The COPY instruction copies new files or directories from the source (our app folder containing the R script files for our Shiny app) and adds them to the file system of the container at the destination path (. refers to the current work directory defined at the previous step):

COPY app .

The next command sets permissions for the app user:

RUN chown app:app -R /home/app

The USER instruction sets the user name (or UID) and optionally the user group (or GID) to use when running the image:

USER app

The EXPOSE instruction tells Docker which ports the container listens on at runtime. Set this to the Shiny port defined in the Rprofile.site file:

EXPOSE 3838

Finally, the CMD instruction closes off our Dockerfile. The CMD instruction provides the defaults for an executing container. There can only be one CMD instruction in a Dockerfile (only the last CMD will take effect). Our CMD specifies the executable ("R") and parameters for the executable in an array. The -e option means you are running an expression that is shiny::runApp('/home/app'). The expression will run the Shiny app that we copied into the /home/app folder:

CMD ["R", "-e", "shiny::runApp('/home/app')"]

Build the image using docker build by specifying the tag (-t) and the context (. indicates the current directory):

docker build -t registry.gitlab.com/analythium/shinyproxy-hello/hello .

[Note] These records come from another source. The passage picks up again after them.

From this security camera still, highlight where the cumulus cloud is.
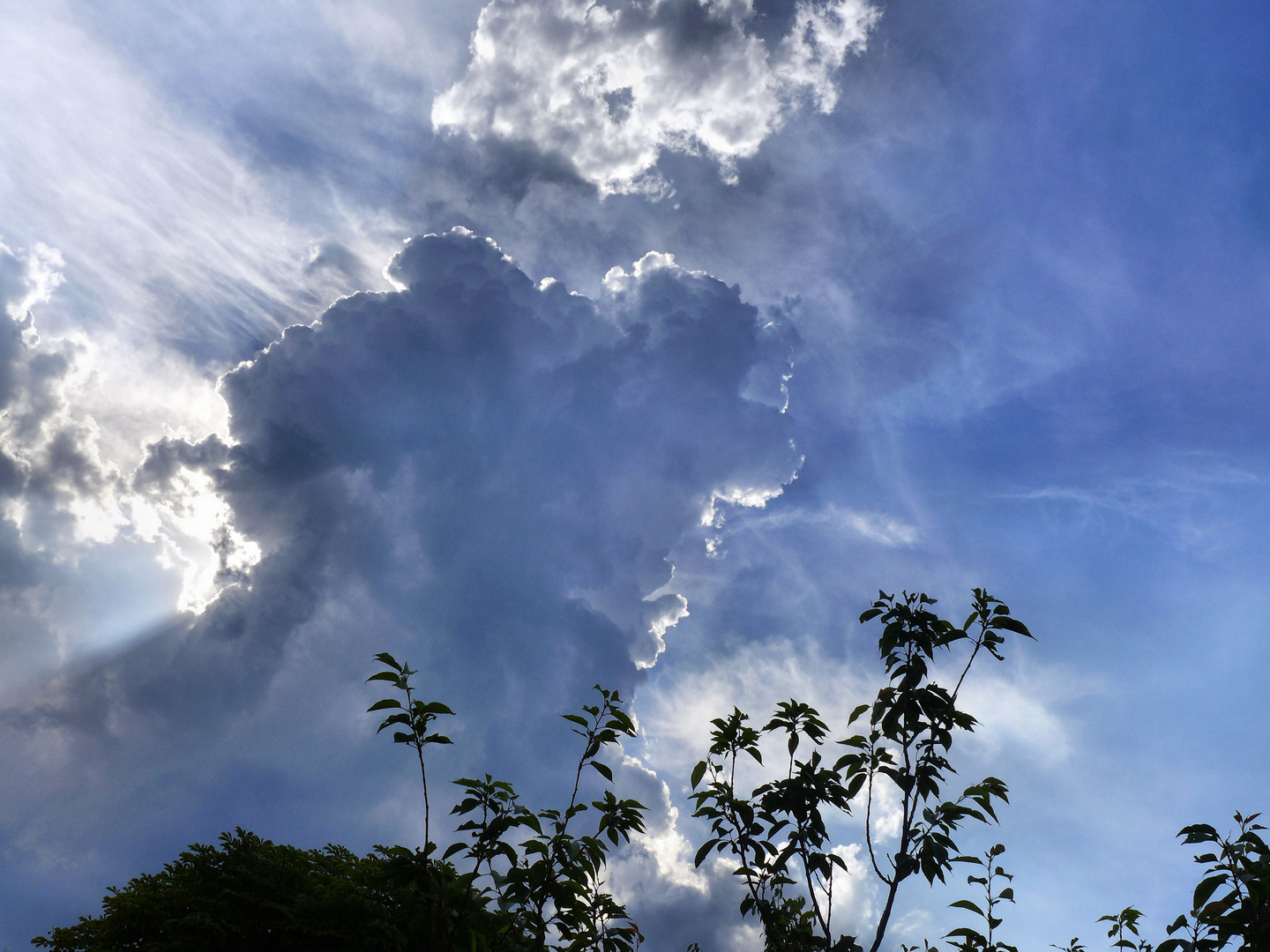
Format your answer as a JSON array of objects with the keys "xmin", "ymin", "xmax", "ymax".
[
  {"xmin": 432, "ymin": 0, "xmax": 878, "ymax": 197},
  {"xmin": 0, "ymin": 230, "xmax": 800, "ymax": 924}
]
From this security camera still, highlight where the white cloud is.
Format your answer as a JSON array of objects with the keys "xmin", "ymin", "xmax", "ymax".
[{"xmin": 432, "ymin": 0, "xmax": 878, "ymax": 197}]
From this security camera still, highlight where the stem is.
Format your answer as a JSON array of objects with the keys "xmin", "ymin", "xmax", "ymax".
[
  {"xmin": 797, "ymin": 843, "xmax": 832, "ymax": 944},
  {"xmin": 405, "ymin": 672, "xmax": 432, "ymax": 857}
]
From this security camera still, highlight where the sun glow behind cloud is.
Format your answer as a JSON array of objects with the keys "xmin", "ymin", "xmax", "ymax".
[{"xmin": 432, "ymin": 0, "xmax": 878, "ymax": 198}]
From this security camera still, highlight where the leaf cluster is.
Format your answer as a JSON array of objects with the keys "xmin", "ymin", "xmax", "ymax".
[
  {"xmin": 691, "ymin": 589, "xmax": 1033, "ymax": 952},
  {"xmin": 32, "ymin": 829, "xmax": 500, "ymax": 952},
  {"xmin": 370, "ymin": 654, "xmax": 646, "ymax": 952}
]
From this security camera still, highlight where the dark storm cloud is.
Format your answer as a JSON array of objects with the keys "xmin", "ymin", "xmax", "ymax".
[
  {"xmin": 198, "ymin": 226, "xmax": 797, "ymax": 678},
  {"xmin": 0, "ymin": 231, "xmax": 799, "ymax": 939}
]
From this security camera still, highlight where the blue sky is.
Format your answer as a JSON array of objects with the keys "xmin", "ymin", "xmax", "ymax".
[{"xmin": 0, "ymin": 0, "xmax": 1270, "ymax": 949}]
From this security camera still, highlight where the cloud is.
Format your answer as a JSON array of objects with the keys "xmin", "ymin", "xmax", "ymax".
[{"xmin": 432, "ymin": 0, "xmax": 878, "ymax": 198}]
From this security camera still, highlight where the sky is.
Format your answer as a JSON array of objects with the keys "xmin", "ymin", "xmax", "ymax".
[{"xmin": 0, "ymin": 0, "xmax": 1270, "ymax": 952}]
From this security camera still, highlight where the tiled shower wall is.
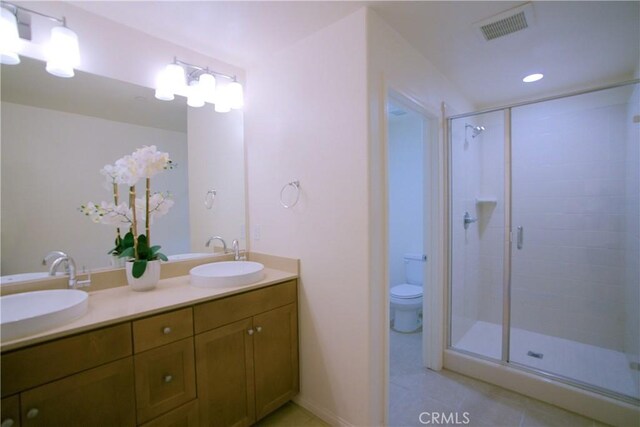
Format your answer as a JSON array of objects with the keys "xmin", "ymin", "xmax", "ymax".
[
  {"xmin": 624, "ymin": 85, "xmax": 640, "ymax": 372},
  {"xmin": 511, "ymin": 92, "xmax": 637, "ymax": 350}
]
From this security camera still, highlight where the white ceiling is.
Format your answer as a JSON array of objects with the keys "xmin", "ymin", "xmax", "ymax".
[{"xmin": 72, "ymin": 1, "xmax": 640, "ymax": 108}]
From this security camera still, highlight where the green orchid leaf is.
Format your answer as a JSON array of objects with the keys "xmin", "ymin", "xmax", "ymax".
[
  {"xmin": 131, "ymin": 259, "xmax": 147, "ymax": 279},
  {"xmin": 122, "ymin": 231, "xmax": 133, "ymax": 249},
  {"xmin": 118, "ymin": 246, "xmax": 135, "ymax": 258}
]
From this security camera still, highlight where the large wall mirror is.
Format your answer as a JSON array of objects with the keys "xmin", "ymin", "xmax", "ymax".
[{"xmin": 0, "ymin": 57, "xmax": 245, "ymax": 282}]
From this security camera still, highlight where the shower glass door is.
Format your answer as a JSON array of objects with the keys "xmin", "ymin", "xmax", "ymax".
[
  {"xmin": 449, "ymin": 111, "xmax": 505, "ymax": 360},
  {"xmin": 509, "ymin": 85, "xmax": 640, "ymax": 399}
]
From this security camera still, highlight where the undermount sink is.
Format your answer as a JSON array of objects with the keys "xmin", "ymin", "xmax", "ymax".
[
  {"xmin": 0, "ymin": 289, "xmax": 89, "ymax": 341},
  {"xmin": 189, "ymin": 261, "xmax": 264, "ymax": 288},
  {"xmin": 0, "ymin": 271, "xmax": 64, "ymax": 284}
]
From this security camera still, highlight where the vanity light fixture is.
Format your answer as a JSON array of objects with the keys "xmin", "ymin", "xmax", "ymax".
[
  {"xmin": 156, "ymin": 58, "xmax": 244, "ymax": 113},
  {"xmin": 0, "ymin": 1, "xmax": 80, "ymax": 77}
]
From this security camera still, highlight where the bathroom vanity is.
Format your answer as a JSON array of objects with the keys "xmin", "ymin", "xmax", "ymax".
[{"xmin": 1, "ymin": 269, "xmax": 299, "ymax": 427}]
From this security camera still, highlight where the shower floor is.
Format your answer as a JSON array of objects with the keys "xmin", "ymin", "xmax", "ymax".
[{"xmin": 454, "ymin": 321, "xmax": 640, "ymax": 399}]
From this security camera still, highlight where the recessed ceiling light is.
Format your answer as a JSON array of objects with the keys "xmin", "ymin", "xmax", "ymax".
[{"xmin": 522, "ymin": 73, "xmax": 544, "ymax": 83}]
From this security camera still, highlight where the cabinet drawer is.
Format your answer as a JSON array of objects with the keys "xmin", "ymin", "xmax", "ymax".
[
  {"xmin": 193, "ymin": 280, "xmax": 297, "ymax": 334},
  {"xmin": 2, "ymin": 323, "xmax": 131, "ymax": 396},
  {"xmin": 140, "ymin": 400, "xmax": 200, "ymax": 427},
  {"xmin": 0, "ymin": 394, "xmax": 20, "ymax": 427},
  {"xmin": 134, "ymin": 338, "xmax": 196, "ymax": 424},
  {"xmin": 133, "ymin": 308, "xmax": 193, "ymax": 353}
]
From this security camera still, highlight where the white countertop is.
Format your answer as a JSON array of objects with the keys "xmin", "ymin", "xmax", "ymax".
[{"xmin": 0, "ymin": 268, "xmax": 297, "ymax": 352}]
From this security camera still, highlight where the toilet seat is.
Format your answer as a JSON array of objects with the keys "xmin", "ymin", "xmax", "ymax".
[{"xmin": 391, "ymin": 283, "xmax": 422, "ymax": 299}]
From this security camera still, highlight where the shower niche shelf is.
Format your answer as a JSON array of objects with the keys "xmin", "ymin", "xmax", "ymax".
[{"xmin": 476, "ymin": 197, "xmax": 498, "ymax": 205}]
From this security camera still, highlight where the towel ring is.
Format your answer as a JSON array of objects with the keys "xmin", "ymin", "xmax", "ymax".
[
  {"xmin": 204, "ymin": 190, "xmax": 216, "ymax": 209},
  {"xmin": 280, "ymin": 180, "xmax": 300, "ymax": 209}
]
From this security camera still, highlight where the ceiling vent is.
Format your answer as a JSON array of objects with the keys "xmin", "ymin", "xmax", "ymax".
[{"xmin": 473, "ymin": 3, "xmax": 534, "ymax": 41}]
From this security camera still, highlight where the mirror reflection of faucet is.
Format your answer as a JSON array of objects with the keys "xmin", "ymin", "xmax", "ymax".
[
  {"xmin": 204, "ymin": 236, "xmax": 227, "ymax": 254},
  {"xmin": 42, "ymin": 251, "xmax": 91, "ymax": 289},
  {"xmin": 232, "ymin": 239, "xmax": 247, "ymax": 261}
]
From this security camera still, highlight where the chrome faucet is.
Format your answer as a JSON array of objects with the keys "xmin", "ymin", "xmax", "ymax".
[
  {"xmin": 42, "ymin": 251, "xmax": 83, "ymax": 289},
  {"xmin": 231, "ymin": 239, "xmax": 247, "ymax": 261},
  {"xmin": 42, "ymin": 251, "xmax": 69, "ymax": 276},
  {"xmin": 204, "ymin": 236, "xmax": 227, "ymax": 254}
]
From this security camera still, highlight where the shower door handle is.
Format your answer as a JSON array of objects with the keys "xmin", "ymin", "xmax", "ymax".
[{"xmin": 516, "ymin": 226, "xmax": 524, "ymax": 249}]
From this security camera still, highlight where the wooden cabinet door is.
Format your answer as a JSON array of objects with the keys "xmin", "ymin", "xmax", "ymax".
[
  {"xmin": 133, "ymin": 338, "xmax": 196, "ymax": 424},
  {"xmin": 253, "ymin": 304, "xmax": 299, "ymax": 419},
  {"xmin": 196, "ymin": 319, "xmax": 256, "ymax": 427},
  {"xmin": 140, "ymin": 400, "xmax": 201, "ymax": 427},
  {"xmin": 20, "ymin": 357, "xmax": 136, "ymax": 427},
  {"xmin": 0, "ymin": 394, "xmax": 20, "ymax": 427}
]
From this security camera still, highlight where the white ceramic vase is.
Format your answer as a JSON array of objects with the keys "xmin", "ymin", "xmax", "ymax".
[
  {"xmin": 125, "ymin": 261, "xmax": 160, "ymax": 291},
  {"xmin": 111, "ymin": 255, "xmax": 127, "ymax": 268}
]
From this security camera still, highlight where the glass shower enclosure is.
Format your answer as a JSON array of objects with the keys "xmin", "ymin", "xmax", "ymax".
[{"xmin": 448, "ymin": 82, "xmax": 640, "ymax": 403}]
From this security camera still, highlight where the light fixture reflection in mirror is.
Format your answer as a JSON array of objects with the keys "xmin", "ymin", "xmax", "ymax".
[{"xmin": 0, "ymin": 57, "xmax": 244, "ymax": 276}]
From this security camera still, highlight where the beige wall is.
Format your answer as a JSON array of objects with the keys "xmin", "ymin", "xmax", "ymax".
[
  {"xmin": 187, "ymin": 105, "xmax": 246, "ymax": 252},
  {"xmin": 363, "ymin": 10, "xmax": 472, "ymax": 425},
  {"xmin": 245, "ymin": 10, "xmax": 371, "ymax": 425},
  {"xmin": 245, "ymin": 9, "xmax": 469, "ymax": 425}
]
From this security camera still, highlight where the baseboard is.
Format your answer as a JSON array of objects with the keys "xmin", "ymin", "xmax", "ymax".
[{"xmin": 293, "ymin": 395, "xmax": 354, "ymax": 427}]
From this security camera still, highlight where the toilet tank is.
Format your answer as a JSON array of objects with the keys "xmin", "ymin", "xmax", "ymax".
[{"xmin": 404, "ymin": 254, "xmax": 427, "ymax": 286}]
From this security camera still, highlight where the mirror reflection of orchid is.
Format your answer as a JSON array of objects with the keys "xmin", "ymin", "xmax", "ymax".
[{"xmin": 80, "ymin": 145, "xmax": 174, "ymax": 278}]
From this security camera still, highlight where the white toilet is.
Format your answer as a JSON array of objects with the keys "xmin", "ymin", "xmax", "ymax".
[{"xmin": 390, "ymin": 254, "xmax": 427, "ymax": 332}]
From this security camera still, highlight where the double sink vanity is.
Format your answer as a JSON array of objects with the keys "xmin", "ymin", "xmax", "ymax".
[{"xmin": 1, "ymin": 254, "xmax": 299, "ymax": 427}]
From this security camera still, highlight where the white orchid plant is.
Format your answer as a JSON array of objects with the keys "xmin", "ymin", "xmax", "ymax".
[{"xmin": 80, "ymin": 145, "xmax": 174, "ymax": 278}]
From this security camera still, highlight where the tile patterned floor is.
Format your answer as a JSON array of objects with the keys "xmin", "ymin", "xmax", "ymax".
[
  {"xmin": 256, "ymin": 402, "xmax": 329, "ymax": 427},
  {"xmin": 455, "ymin": 321, "xmax": 640, "ymax": 398},
  {"xmin": 389, "ymin": 331, "xmax": 605, "ymax": 427},
  {"xmin": 256, "ymin": 331, "xmax": 620, "ymax": 427}
]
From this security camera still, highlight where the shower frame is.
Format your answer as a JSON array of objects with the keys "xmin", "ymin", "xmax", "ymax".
[{"xmin": 445, "ymin": 79, "xmax": 640, "ymax": 405}]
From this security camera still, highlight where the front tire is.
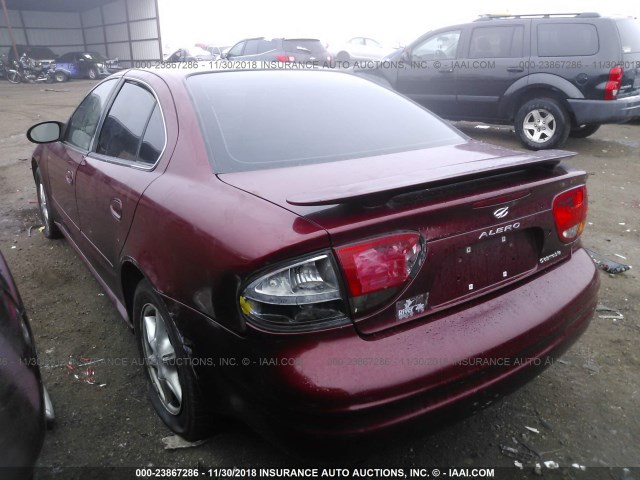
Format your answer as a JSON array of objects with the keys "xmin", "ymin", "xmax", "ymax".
[
  {"xmin": 569, "ymin": 123, "xmax": 600, "ymax": 138},
  {"xmin": 53, "ymin": 72, "xmax": 69, "ymax": 83},
  {"xmin": 133, "ymin": 280, "xmax": 211, "ymax": 441},
  {"xmin": 35, "ymin": 168, "xmax": 62, "ymax": 238},
  {"xmin": 515, "ymin": 98, "xmax": 570, "ymax": 150},
  {"xmin": 336, "ymin": 52, "xmax": 351, "ymax": 63}
]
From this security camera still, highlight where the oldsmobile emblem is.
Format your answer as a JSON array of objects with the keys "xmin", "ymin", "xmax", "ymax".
[{"xmin": 493, "ymin": 207, "xmax": 509, "ymax": 218}]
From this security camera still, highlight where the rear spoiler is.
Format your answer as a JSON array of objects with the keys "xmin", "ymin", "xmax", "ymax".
[{"xmin": 287, "ymin": 150, "xmax": 576, "ymax": 206}]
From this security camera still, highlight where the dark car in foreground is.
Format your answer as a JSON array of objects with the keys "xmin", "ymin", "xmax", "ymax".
[
  {"xmin": 0, "ymin": 254, "xmax": 53, "ymax": 479},
  {"xmin": 364, "ymin": 13, "xmax": 640, "ymax": 150},
  {"xmin": 221, "ymin": 37, "xmax": 332, "ymax": 66},
  {"xmin": 56, "ymin": 52, "xmax": 121, "ymax": 80},
  {"xmin": 28, "ymin": 69, "xmax": 599, "ymax": 448}
]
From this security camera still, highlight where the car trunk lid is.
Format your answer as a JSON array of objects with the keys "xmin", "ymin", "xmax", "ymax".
[{"xmin": 220, "ymin": 141, "xmax": 585, "ymax": 335}]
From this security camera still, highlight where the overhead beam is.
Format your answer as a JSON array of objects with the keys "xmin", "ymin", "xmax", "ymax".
[{"xmin": 0, "ymin": 0, "xmax": 18, "ymax": 59}]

You can test and push the locally build Docker image to the container as before.

Summary

With the newfound ability to wrap any Shiny app in a Docker container, you'll be able to deploy these images to many different hosting platforms. Of course, there is a lot more to learn, e.g. about handling dependencies, persisting data across sessions and containers, and so on. We'll cover these use cases in due time. Until then, celebrate this milestone, check out further readings, and try to containerize some of your own Shiny apps.